Operational Numerical Weather Prediction (NWP) of Hub-height Winds for Mountainous British Columbia

Speaker: Roland Stull

Date: Fri, Jul 28, 2023

Location: PIMS, University of British Columbia, Online

Conference: PIMS-FACTS Workshop on Forecasting and Mathematical modeling for Renewable Energy

Subject: Mathematics, Applied Mathematics, Atmospheric and Oceanic Physics: Climate Modelling

Class: Scientific


Boundary-layer wind and turbulence-profile theories as described in most textbooks apply to flat prairies, not to the rugged terrain of British Columbia (BC).

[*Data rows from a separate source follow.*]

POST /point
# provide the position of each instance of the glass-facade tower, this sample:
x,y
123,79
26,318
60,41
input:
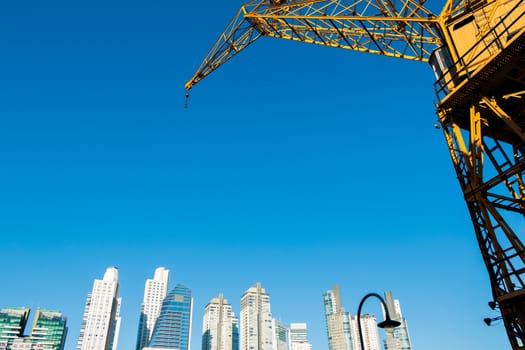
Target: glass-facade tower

For the mountainous terrain of BC, different turbines at the same wind farm experience different winds and turbulence associated with their locations relative to small-scale (unresolved) terrain features. Convolution of the resulting wind-speed distribution with the wind-turbine power curve for an individual turbine yields a wind-farm power curve that differs from the theoretical power curve. For several wind farms in BC, the farm-average power curve does not achieve the cube of wind speed even between the cut-in and rated-power speeds.

To partially compensate for these wind variations, we run an ensemble of up to 51 NWP model runs each day, with fewer ensemble members covering the more distant wind farms. These runs are based on a variety of initial/boundary conditions (from gov’t centers in Canada, USA, France, Germany), a variety of model cores (WRF-ARW, WRF-NMM, MM5, MPAS), a variety of horizontal grid spacings, and a variety of physics parameterizations. Each forecast is individually bias corrected based on recent-past observations at any wind farm, and then the separate runs are combined to yield ensemble-average and calibrated-probabilistic forecasts.

UBC has been making operational limited-area NWP forecasts of hub-height winds for all the active wind farms in BC for the past decade. BC Hydro uses our ensemble forecasts to better manage the integration of wind power with their much-greater hydro-power generation. BC Hydro also uses our forecasts of Bonneville Power Administration (Columbia River region) wind-farm hub-height winds to optimize their energy-trading to the USA.

Based on our experience, we created a course ATSC 313 “Renewable Energy Meteorology”, which covers meteorology for hydro, wind, and solar power.